The instrument is held in a way that allows both hands equal access to all the strings. Firstly, the left hand has access to the entire range of strings and is not restricted to holding the instrument as it is in other styles and secondly, the right hand similarly has access to play all the treble strings and also all the bass strings.

The manner in which the instrument is held also influences the technique used by the bandurist. In some instances the left hand may use all five fingers in playing. The position in which the bandura is held also means that the 5th finger of the right hand can also be used with more dexterity than in the Kyiv style.

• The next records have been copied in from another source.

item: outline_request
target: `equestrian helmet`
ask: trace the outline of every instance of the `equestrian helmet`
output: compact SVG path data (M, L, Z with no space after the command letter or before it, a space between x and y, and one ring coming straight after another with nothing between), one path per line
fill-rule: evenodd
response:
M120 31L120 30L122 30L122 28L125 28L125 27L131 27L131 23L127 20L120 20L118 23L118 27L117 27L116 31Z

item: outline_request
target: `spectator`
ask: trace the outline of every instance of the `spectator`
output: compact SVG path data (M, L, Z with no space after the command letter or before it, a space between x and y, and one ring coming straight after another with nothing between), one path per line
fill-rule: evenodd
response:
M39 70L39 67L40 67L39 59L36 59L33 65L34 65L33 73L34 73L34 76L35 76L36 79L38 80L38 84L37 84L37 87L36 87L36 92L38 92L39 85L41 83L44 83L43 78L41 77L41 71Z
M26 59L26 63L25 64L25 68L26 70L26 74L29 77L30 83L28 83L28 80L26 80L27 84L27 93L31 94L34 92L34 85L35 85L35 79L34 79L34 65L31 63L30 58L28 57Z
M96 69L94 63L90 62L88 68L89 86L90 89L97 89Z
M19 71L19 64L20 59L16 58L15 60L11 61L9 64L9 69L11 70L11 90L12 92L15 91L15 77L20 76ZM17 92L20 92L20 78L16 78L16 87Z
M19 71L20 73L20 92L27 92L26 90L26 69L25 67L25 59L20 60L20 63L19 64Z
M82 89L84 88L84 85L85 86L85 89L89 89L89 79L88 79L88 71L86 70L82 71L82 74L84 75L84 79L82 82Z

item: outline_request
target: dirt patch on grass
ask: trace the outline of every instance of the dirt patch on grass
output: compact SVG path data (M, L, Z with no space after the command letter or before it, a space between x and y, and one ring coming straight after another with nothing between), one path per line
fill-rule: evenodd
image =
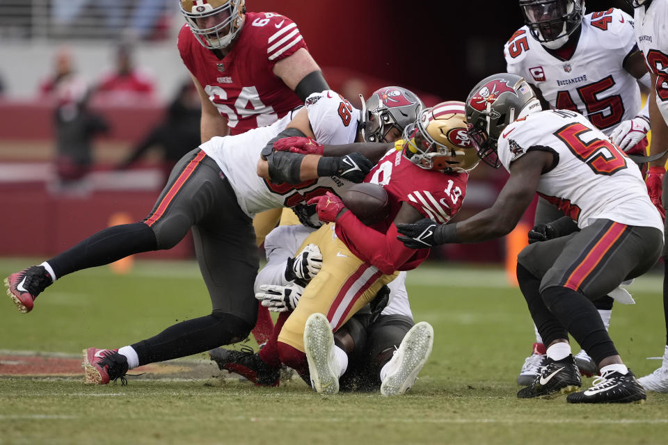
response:
M0 378L3 377L83 378L83 357L63 354L31 352L0 353ZM129 371L137 378L203 379L226 378L208 356L196 360L170 360L139 366Z

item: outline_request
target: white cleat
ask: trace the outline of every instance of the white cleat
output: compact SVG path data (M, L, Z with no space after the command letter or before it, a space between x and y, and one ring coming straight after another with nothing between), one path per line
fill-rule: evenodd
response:
M312 314L304 326L304 352L313 389L319 394L339 392L339 364L334 354L334 334L322 314Z
M641 377L638 383L646 391L668 392L668 366L661 366L651 374Z
M418 374L427 363L434 346L434 327L420 321L411 328L399 349L388 362L388 373L381 384L383 396L403 394L415 382Z

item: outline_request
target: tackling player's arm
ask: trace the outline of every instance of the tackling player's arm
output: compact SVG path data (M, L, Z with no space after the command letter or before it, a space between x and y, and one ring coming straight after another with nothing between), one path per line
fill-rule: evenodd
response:
M491 207L456 224L438 226L429 244L478 243L510 233L531 204L541 175L550 168L552 161L551 153L540 149L514 161L510 177Z
M202 103L202 117L200 119L200 134L202 143L205 143L214 136L225 136L230 133L228 122L225 118L218 112L218 108L209 100L209 96L204 91L204 88L191 73L197 94Z
M273 71L302 102L311 93L330 89L320 67L305 48L276 62Z
M360 153L360 150L356 150L356 152L349 151L340 155L321 156L274 149L273 145L276 140L290 137L315 138L306 108L300 110L285 129L267 143L262 150L262 157L257 161L258 176L274 182L298 184L320 177L336 175L354 182L359 182L374 165L365 156ZM360 144L364 147L357 148L364 149L374 159L379 159L385 152L379 155L381 148L368 147L372 145L381 145L381 148L388 147L388 145L385 144ZM345 147L351 149L356 144L349 144ZM342 153L345 150L335 149L332 151ZM354 171L351 171L349 175L346 176L346 173L342 175L342 171L344 171L342 169L348 169L346 165L342 165L342 162L344 158L349 156L353 161L355 168L351 169Z

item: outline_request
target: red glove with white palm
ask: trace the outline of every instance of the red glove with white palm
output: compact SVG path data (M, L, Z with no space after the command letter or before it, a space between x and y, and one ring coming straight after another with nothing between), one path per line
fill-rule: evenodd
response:
M320 154L324 151L324 145L310 138L292 136L283 138L273 143L273 148L279 152L289 152L299 154Z
M318 218L324 222L336 221L337 218L348 210L341 198L331 192L312 197L306 204L316 204L315 209L318 212Z
M650 167L647 179L645 181L647 184L649 199L656 206L656 209L661 213L661 218L663 219L666 218L666 211L661 204L661 192L663 191L663 175L665 173L666 170L663 167Z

The left hand has two positions for playing. The first position is such that the thumb is used to slide the hand along the edge of the instrument and allowing the remaining four fingers to pluck the strings and the second position is such that the left arm is thrown over the instrument (as shown in photograph of the bandurist) giving the hand access to all the strings so as to either complement or mirror the action of the right hand.

The fact that both hands have access to all of the strings means that both hands are able to pluck the same strings at a fraction of a second apart and thus produce complex tremolos and other effects. It is not possible to create these effects on the Kyiv style bandura and are not possible to be reproduced even when two Kyiv style instruments are played simultaneously.